The book is a compilation of two letters by the pope. The first, written in 1991 by then-Cardinal Jorge Mario Bergoglio, explores the relationship between sin and corruption. The second is called a Letter to the Priests of Rome, written in August of this year.
“The battle we carry out as followers of Jesus is first of all a battle against spiritual worldliness, which is a form of paganism in ecclesiastical clothing,” Pope Francis wrote in the introduction, which is signed “Vatican City September 30, 2023, Francis.”
Francis explained that the two letters “are united by the concern, which I feel to be a loud call from God to the entire Church, to remain vigilant and to fight with the strength of prayer against every concession to spiritual worldliness.”
The battle is called “holiness,” Francis continued. “Holiness is not a state of beatitude which one has reached once and for all. It is instead the incessant, tireless desire to remain attached to the cross of Jesus, letting ourselves be shaped by the logic that comes from the gift of self and from resisting the enemy who flatters us by convincing us that we are self-sufficient.”
“Holiness is therefore remaining open to the ‘more’ that God asks of us and that is manifested in our adherence to our daily lives,” he wrote.
Francis concluded in the introduction,
I offer these texts to the reader as an opportunity to reflect on his life and on the life of the Church, with the conviction that God asks us to be open to His newness, he asks us to be unquiet and never satisfied, searching and never stuck in comfortable opacity, not defended within the walls of false certainties, but walking on the road of holiness.
The first letter is titled Corruption and Sin, accompanied by the quote, “We should kneel only before God or before a child.”
In the preface, added in 2005, then-Cardinal Bergoglio wrote, “I often notice that people talk about corruption and sin as though they were identical, which is not really true. A situation of sin and a state of corruption are two different things, though closely interrelated,” where he later noted that “a habitual state of everyday complicity with sin can lead us to corruption.”
He concluded by encouraging the reader to not be afraid of hope, the antidote to spiritual worldliness.
Pope Francis gave the second letter, entitled Avoiding hypocritical formalism: Letter to the priests of the Diocese of Rome, in August 2023 at the Memorial of the Dedication of the Basilica of Saint Mary Major.
In the letter, Pope Francis explained that spiritual worldliness happens “when we allow ourselves to be fascinated by the seductions of the ephemeral, by mediocrity and habit, by the temptations of power and social influence.

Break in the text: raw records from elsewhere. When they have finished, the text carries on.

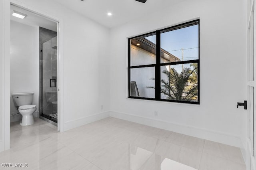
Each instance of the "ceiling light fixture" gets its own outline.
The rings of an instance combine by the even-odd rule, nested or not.
[[[25,14],[18,12],[18,11],[14,10],[13,10],[13,11],[12,12],[12,15],[21,19],[24,19],[24,18],[27,16],[27,15]]]

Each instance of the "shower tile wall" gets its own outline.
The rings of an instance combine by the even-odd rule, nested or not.
[[[49,43],[49,45],[50,45],[50,42],[51,42],[51,40],[52,38],[56,37],[57,36],[57,32],[55,32],[55,31],[52,31],[49,30],[48,30],[46,28],[44,28],[42,27],[39,28],[39,41],[40,41],[40,113],[44,113],[43,108],[44,107],[46,107],[46,106],[44,106],[44,103],[47,103],[47,102],[45,101],[44,102],[44,100],[45,100],[45,92],[47,91],[47,89],[44,89],[43,87],[44,87],[44,84],[45,84],[46,83],[44,82],[44,75],[45,75],[47,74],[46,72],[48,71],[51,71],[51,69],[43,69],[43,66],[45,66],[46,65],[45,65],[46,62],[46,59],[43,58],[43,44],[45,42],[49,42],[49,43],[45,43],[45,45],[47,45],[48,43]],[[50,45],[51,45],[51,42],[50,43]],[[51,49],[52,47],[50,48]],[[55,50],[54,50],[55,51]],[[46,51],[45,51],[46,52]],[[53,60],[53,62],[56,62],[57,58],[56,58],[56,59],[54,60],[56,60],[56,61],[54,61]],[[53,75],[53,76],[54,76]],[[56,72],[56,75],[57,76],[57,73]],[[50,85],[50,84],[48,85],[48,86]],[[50,90],[49,90],[50,91]],[[50,107],[50,106],[49,106]],[[44,107],[46,108],[46,107]],[[46,108],[47,107],[46,106]],[[54,107],[53,108],[54,109]],[[44,111],[47,112],[47,111]]]

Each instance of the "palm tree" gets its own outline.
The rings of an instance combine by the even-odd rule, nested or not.
[[[197,97],[197,64],[193,64],[192,70],[189,67],[185,67],[180,73],[179,73],[174,68],[171,68],[170,71],[164,70],[163,73],[168,78],[168,80],[162,79],[161,93],[169,100],[192,101],[196,100]],[[194,79],[191,77],[194,77]],[[196,81],[191,81],[190,79]],[[154,80],[155,78],[150,79]],[[154,87],[147,88],[155,89]]]

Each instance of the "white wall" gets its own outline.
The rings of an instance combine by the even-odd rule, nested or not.
[[[2,10],[3,4],[2,3],[2,0],[0,0],[0,9]],[[4,24],[4,20],[3,20],[2,17],[0,17],[0,118],[1,118],[1,121],[0,121],[0,152],[3,150],[4,148],[4,131],[3,128],[3,125],[4,123],[4,42],[3,40],[4,39],[4,36],[3,34],[3,25]]]
[[[39,28],[13,21],[10,22],[11,94],[16,93],[34,92],[32,105],[36,106],[34,113],[37,117],[39,107]],[[22,118],[10,99],[10,122]]]
[[[244,3],[187,0],[112,29],[110,115],[240,147],[246,113],[236,107],[246,98]],[[200,105],[126,99],[127,38],[198,18]]]

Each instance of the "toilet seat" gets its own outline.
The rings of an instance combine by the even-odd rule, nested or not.
[[[33,109],[36,108],[36,106],[33,105],[24,105],[24,106],[20,106],[19,107],[20,110],[29,110]]]

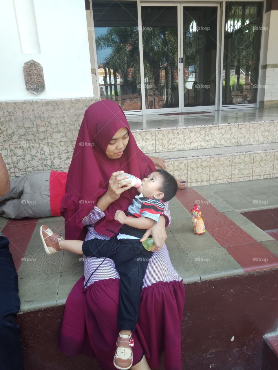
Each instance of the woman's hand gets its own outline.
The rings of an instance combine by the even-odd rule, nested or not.
[[[167,237],[166,232],[165,231],[166,221],[165,217],[160,215],[157,223],[154,223],[153,226],[150,229],[147,230],[140,239],[140,242],[143,242],[149,238],[150,235],[152,236],[153,241],[155,242],[155,246],[151,249],[152,252],[159,250],[163,246],[164,242]]]
[[[125,223],[127,217],[123,211],[118,209],[116,211],[114,218],[116,221],[118,221],[120,223],[122,224]]]
[[[153,162],[156,169],[159,169],[159,168],[166,169],[166,161],[165,161],[164,159],[163,159],[162,158],[159,158],[159,157],[153,157],[151,155],[148,155],[148,157],[150,158]]]
[[[178,190],[180,190],[182,189],[185,189],[186,187],[186,184],[183,182],[184,181],[184,180],[181,180],[181,179],[179,179],[179,180],[177,180]]]
[[[121,180],[123,180],[128,178],[128,176],[125,175],[117,178],[117,176],[118,175],[121,175],[123,172],[123,171],[117,171],[117,172],[113,172],[109,180],[108,190],[106,192],[106,194],[112,200],[112,201],[119,199],[120,195],[122,193],[125,191],[126,190],[128,190],[131,187],[128,185],[131,182],[131,180],[130,180],[127,181],[124,181],[123,182],[121,182],[120,184],[119,184],[119,182]],[[127,186],[125,186],[125,185],[126,185]]]

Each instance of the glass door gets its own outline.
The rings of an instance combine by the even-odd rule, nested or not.
[[[182,6],[182,111],[217,108],[219,6]]]
[[[141,6],[146,113],[179,112],[179,7]]]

And, again, by vainglory and narcissism, by doctrinal intransigence and liturgical aestheticism…”
He urged the priests to “remain vigilant against clericalism,” and wrote that the daily antidote to worldliness and clericalism is to look upon the crucified Jesus, where
we learn that we are called to offer ourselves, to make ourselves broken bread for the hungry, to share the journey with the weary and oppressed. This is the priestly spirit: making ourselves servants of the People of God and not masters, washing the feet of our brethren and not trampling them underfoot.
In the letter’s conclusion, he said,
Let us move forward with enthusiasm and courage: let us work together, among priests and with our lay brothers and sisters, initiating synodal forms and paths, which will help us to strip ourselves of our worldly and ‘clerical’ certainties in order to humbly seek pastoral paths inspired by the Spirit, so that the Lord’s consolation may truly reach everyone.